E' difficile fare quello che mi appresto a fare. E' difficile, è improbo, è... è forse ingiusto, come ingiusto, profondamente ingiusto, è ciò che è accaduto: troppo pochi i giorni che sono trascorsi dalla scomparsa di un amico, di una amico vero, di Luca; troppo pochi i giorni trascorsi dal suo abbraccio, quando ci incontrammo per accompagnare Cesco, suo fratello. E se doverosi sono i ringraziamenti a Livio, al Console, che mi ospita per queste due righe, probabilmente inadeguate, doveroso è anche sottolineare come non sia io forse la persona adatta. Troppo parte in causa, troppo legato a una persona che con me ha condiviso passioni, e gioie, delusioni e speranze. Di una persona con la quale la vita è stata davvero crudele. Era un gigante Luca, era un adulto con la testa di un ragazzino, era superman, quando schiacciava mente noi gioivamo per aver toccato la retina. Era la sua voglia di vivere, di essere allegro, di crearsi un futuro, lo stesso che parzialmente non ha avuto. Era la pallacanestro, era la Perseo e i rockabilly, era la sua banana ed era le Cripper. La musica, Luca era la musica e le sue ragazze. Era la sua Cagiva, era il suo sorriso.
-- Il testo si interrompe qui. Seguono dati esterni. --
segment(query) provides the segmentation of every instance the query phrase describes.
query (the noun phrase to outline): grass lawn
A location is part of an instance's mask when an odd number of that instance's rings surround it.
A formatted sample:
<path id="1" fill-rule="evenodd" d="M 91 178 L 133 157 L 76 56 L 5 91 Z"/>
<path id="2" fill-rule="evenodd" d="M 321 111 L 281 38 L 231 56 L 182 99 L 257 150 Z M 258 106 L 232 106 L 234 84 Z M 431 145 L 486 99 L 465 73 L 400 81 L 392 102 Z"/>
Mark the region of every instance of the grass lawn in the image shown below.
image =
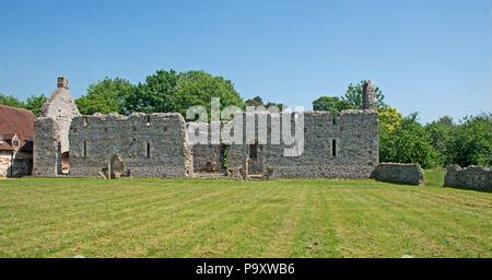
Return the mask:
<path id="1" fill-rule="evenodd" d="M 492 194 L 442 180 L 3 179 L 0 257 L 492 257 Z"/>

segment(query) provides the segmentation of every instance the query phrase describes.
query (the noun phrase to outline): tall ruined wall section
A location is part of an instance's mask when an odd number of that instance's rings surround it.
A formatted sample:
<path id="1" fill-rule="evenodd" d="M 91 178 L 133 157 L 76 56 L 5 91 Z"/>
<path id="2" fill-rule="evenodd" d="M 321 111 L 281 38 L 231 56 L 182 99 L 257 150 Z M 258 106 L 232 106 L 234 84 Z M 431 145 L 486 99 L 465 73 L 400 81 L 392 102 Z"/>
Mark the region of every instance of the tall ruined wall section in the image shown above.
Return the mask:
<path id="1" fill-rule="evenodd" d="M 37 118 L 34 122 L 33 175 L 55 177 L 61 174 L 60 128 L 49 117 Z"/>
<path id="2" fill-rule="evenodd" d="M 448 165 L 444 186 L 492 191 L 492 168 L 475 165 L 461 168 L 456 164 Z"/>
<path id="3" fill-rule="evenodd" d="M 43 117 L 49 117 L 57 122 L 60 130 L 59 142 L 61 152 L 70 151 L 69 130 L 72 118 L 80 116 L 75 102 L 70 96 L 68 81 L 65 78 L 58 78 L 58 85 L 51 97 L 42 107 Z"/>
<path id="4" fill-rule="evenodd" d="M 69 130 L 79 108 L 70 96 L 68 81 L 58 78 L 57 89 L 42 107 L 42 117 L 34 124 L 33 175 L 62 175 L 62 153 L 70 151 Z"/>
<path id="5" fill-rule="evenodd" d="M 368 178 L 379 161 L 376 110 L 304 114 L 304 152 L 283 156 L 283 144 L 267 144 L 266 178 Z"/>
<path id="6" fill-rule="evenodd" d="M 70 175 L 74 177 L 192 174 L 186 122 L 177 113 L 75 117 L 70 145 Z"/>

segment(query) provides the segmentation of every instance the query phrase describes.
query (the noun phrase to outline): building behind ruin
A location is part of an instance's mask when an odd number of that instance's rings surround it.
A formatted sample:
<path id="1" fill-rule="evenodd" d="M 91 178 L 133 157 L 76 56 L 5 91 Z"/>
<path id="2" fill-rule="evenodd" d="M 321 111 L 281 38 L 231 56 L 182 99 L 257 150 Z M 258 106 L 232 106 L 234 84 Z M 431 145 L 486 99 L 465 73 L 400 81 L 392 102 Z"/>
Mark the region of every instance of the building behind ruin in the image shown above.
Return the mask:
<path id="1" fill-rule="evenodd" d="M 267 118 L 268 138 L 280 124 L 270 113 L 239 113 L 236 118 Z M 80 116 L 67 82 L 44 106 L 35 124 L 37 176 L 237 178 L 368 178 L 378 164 L 379 133 L 375 89 L 364 84 L 363 108 L 304 113 L 304 151 L 285 156 L 283 143 L 208 143 L 191 145 L 196 133 L 177 113 L 94 114 Z M 258 120 L 256 120 L 258 121 Z M 224 127 L 227 122 L 221 122 Z M 234 125 L 234 120 L 229 122 Z M 234 126 L 233 126 L 234 127 Z M 294 126 L 291 126 L 295 129 Z M 234 129 L 246 128 L 235 126 Z M 258 135 L 258 127 L 255 128 Z M 295 143 L 294 143 L 295 145 Z M 65 163 L 65 164 L 63 164 Z M 66 168 L 63 170 L 63 166 Z"/>

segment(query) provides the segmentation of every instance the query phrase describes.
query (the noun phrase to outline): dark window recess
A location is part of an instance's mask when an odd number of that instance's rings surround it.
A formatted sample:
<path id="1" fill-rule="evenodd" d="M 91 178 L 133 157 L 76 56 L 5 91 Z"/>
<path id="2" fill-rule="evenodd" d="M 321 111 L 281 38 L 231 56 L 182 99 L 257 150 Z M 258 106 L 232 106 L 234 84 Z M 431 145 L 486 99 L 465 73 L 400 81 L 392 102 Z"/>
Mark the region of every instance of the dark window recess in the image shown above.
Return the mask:
<path id="1" fill-rule="evenodd" d="M 331 140 L 331 156 L 337 156 L 337 140 Z"/>
<path id="2" fill-rule="evenodd" d="M 251 159 L 251 160 L 258 159 L 258 145 L 257 144 L 249 145 L 249 159 Z"/>
<path id="3" fill-rule="evenodd" d="M 150 158 L 150 142 L 145 144 L 145 158 Z"/>

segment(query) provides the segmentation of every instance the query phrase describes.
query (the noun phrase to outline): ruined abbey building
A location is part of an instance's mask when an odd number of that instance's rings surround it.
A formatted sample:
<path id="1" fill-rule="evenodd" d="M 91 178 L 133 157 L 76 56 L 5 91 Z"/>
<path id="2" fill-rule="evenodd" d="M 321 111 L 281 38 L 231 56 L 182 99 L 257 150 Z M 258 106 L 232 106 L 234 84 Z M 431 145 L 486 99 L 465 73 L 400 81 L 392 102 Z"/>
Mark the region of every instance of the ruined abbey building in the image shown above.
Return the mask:
<path id="1" fill-rule="evenodd" d="M 257 113 L 241 113 L 258 118 Z M 251 115 L 253 114 L 253 115 Z M 237 115 L 236 115 L 237 116 Z M 280 129 L 267 114 L 268 137 Z M 234 121 L 234 120 L 233 120 Z M 224 126 L 221 122 L 221 126 Z M 198 126 L 209 127 L 210 124 Z M 363 109 L 304 113 L 304 151 L 284 156 L 285 144 L 191 145 L 196 124 L 180 114 L 81 116 L 68 82 L 58 80 L 35 121 L 35 176 L 237 178 L 368 178 L 378 165 L 379 133 L 374 86 L 364 85 Z M 244 129 L 244 127 L 234 127 Z M 258 133 L 258 131 L 255 131 Z M 291 147 L 292 148 L 292 147 Z"/>

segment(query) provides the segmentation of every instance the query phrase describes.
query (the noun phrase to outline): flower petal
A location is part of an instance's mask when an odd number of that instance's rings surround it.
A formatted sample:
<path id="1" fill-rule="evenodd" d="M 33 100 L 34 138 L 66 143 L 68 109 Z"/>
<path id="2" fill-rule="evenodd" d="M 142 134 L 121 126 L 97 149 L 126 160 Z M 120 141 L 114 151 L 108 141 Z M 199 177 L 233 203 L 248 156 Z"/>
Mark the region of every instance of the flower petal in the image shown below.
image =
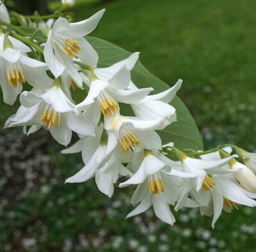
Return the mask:
<path id="1" fill-rule="evenodd" d="M 221 190 L 217 184 L 214 185 L 214 188 L 212 191 L 212 195 L 214 208 L 212 227 L 214 228 L 215 223 L 221 214 L 222 209 L 223 208 L 223 197 Z"/>
<path id="2" fill-rule="evenodd" d="M 152 205 L 152 200 L 150 195 L 148 195 L 138 206 L 137 207 L 131 212 L 126 217 L 125 219 L 130 217 L 136 216 L 141 212 L 147 211 Z"/>
<path id="3" fill-rule="evenodd" d="M 172 88 L 156 95 L 149 95 L 145 100 L 158 100 L 163 102 L 170 103 L 176 95 L 177 91 L 180 88 L 182 84 L 182 80 L 179 79 Z"/>
<path id="4" fill-rule="evenodd" d="M 105 151 L 106 146 L 100 145 L 87 164 L 74 175 L 66 179 L 65 182 L 79 183 L 86 181 L 92 178 L 104 157 Z"/>
<path id="5" fill-rule="evenodd" d="M 173 225 L 175 218 L 170 210 L 169 205 L 160 200 L 157 195 L 153 196 L 152 203 L 156 216 L 163 222 Z"/>

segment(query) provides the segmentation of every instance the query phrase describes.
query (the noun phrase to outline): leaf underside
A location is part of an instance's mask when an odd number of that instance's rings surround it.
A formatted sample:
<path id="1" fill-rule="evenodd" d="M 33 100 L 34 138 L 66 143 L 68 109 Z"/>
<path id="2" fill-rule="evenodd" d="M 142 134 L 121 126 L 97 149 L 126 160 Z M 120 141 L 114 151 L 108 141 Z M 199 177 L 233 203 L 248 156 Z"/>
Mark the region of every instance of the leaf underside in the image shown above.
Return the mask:
<path id="1" fill-rule="evenodd" d="M 86 36 L 86 39 L 98 52 L 98 67 L 106 67 L 128 57 L 131 52 L 100 38 Z M 152 87 L 154 93 L 166 90 L 170 86 L 150 73 L 139 61 L 131 72 L 132 79 L 138 88 Z M 173 142 L 179 148 L 203 150 L 204 145 L 196 125 L 186 106 L 176 97 L 171 104 L 177 111 L 177 122 L 172 123 L 158 133 L 163 143 Z M 127 114 L 128 106 L 121 107 L 123 114 Z"/>

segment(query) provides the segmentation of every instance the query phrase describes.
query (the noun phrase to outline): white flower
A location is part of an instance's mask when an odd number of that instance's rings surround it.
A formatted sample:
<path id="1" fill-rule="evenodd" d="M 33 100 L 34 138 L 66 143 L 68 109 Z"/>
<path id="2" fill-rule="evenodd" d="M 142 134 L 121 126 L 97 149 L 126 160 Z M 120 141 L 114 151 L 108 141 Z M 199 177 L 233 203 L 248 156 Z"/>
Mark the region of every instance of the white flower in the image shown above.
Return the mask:
<path id="1" fill-rule="evenodd" d="M 180 88 L 182 80 L 179 79 L 172 88 L 163 92 L 153 95 L 148 95 L 140 102 L 131 104 L 136 116 L 145 119 L 156 119 L 169 116 L 176 120 L 175 109 L 169 105 L 177 91 Z"/>
<path id="2" fill-rule="evenodd" d="M 23 107 L 9 118 L 6 127 L 40 125 L 49 130 L 52 137 L 65 146 L 71 140 L 72 130 L 84 136 L 94 134 L 92 124 L 75 110 L 75 106 L 58 86 L 46 91 L 24 91 L 20 100 Z"/>
<path id="3" fill-rule="evenodd" d="M 6 23 L 10 22 L 8 12 L 2 1 L 0 1 L 0 20 Z"/>
<path id="4" fill-rule="evenodd" d="M 122 67 L 108 81 L 99 79 L 95 75 L 88 96 L 77 106 L 77 109 L 97 109 L 98 114 L 100 114 L 100 109 L 104 116 L 113 115 L 119 110 L 118 102 L 131 104 L 140 101 L 152 90 L 152 88 L 127 90 L 130 81 L 130 72 L 125 66 Z"/>
<path id="5" fill-rule="evenodd" d="M 81 152 L 83 161 L 84 164 L 86 164 L 100 145 L 102 130 L 103 124 L 100 123 L 95 127 L 95 136 L 83 136 L 73 145 L 61 150 L 61 154 L 70 154 Z"/>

Era le tante partite vinte, ed era l'ammirazione ed il rispetto per i grandi, perchè allora un anno era un muro, due erano un abisso che Luca sapeva sorvolare diventando amico di tutti. In punta di piedi, con la curiosità di un bambino. Luca era la vita, anche dopo quel maledetto incidente, quell'attimo che lo ha segnato, strappandogli molto ma non tutto, lasciandogli un sacco di cose alle quali aggrapparsi con un coraggio che non so, non credo riuscirei ad avere. Anche a Treviso, in lungodegenza, Luca era tutto ciò: era la speranza di tornare ad essere ciò che era, era l'allegria di chi non ti fa piangere, lui che avrebbe dovuto essere il primo a farlo. Una parola buona, una parola giusta, per tutti. Con una disarmante sensibilità, Luca, ci provava, ci ha provato sino in fondo. Lasciando in tutti l'impressione – e probabilmente anche la certezza – di non aver fatto abbastanza, di non essergli stati vicini a sufficienza. Sarebbe facile dire ora che la vita, in fondo, è così:
no, Luca, la vita non dovrebbe essere così, dovremmo avere più voglia più tempo, perchè quello che avrei dovuto passare con te sarebbe stato il tempo migliore.
“Ero il più forte di tutti!”, me lo dicevi spesso, Luca. Mai come ora posso dirlo, davvero. Si, eri il più forte di tutti. Di tutti quelli che, come me, ora non trovano chi non li faccia smettere di piangere. Non è giusto, Luca. Non è giusto.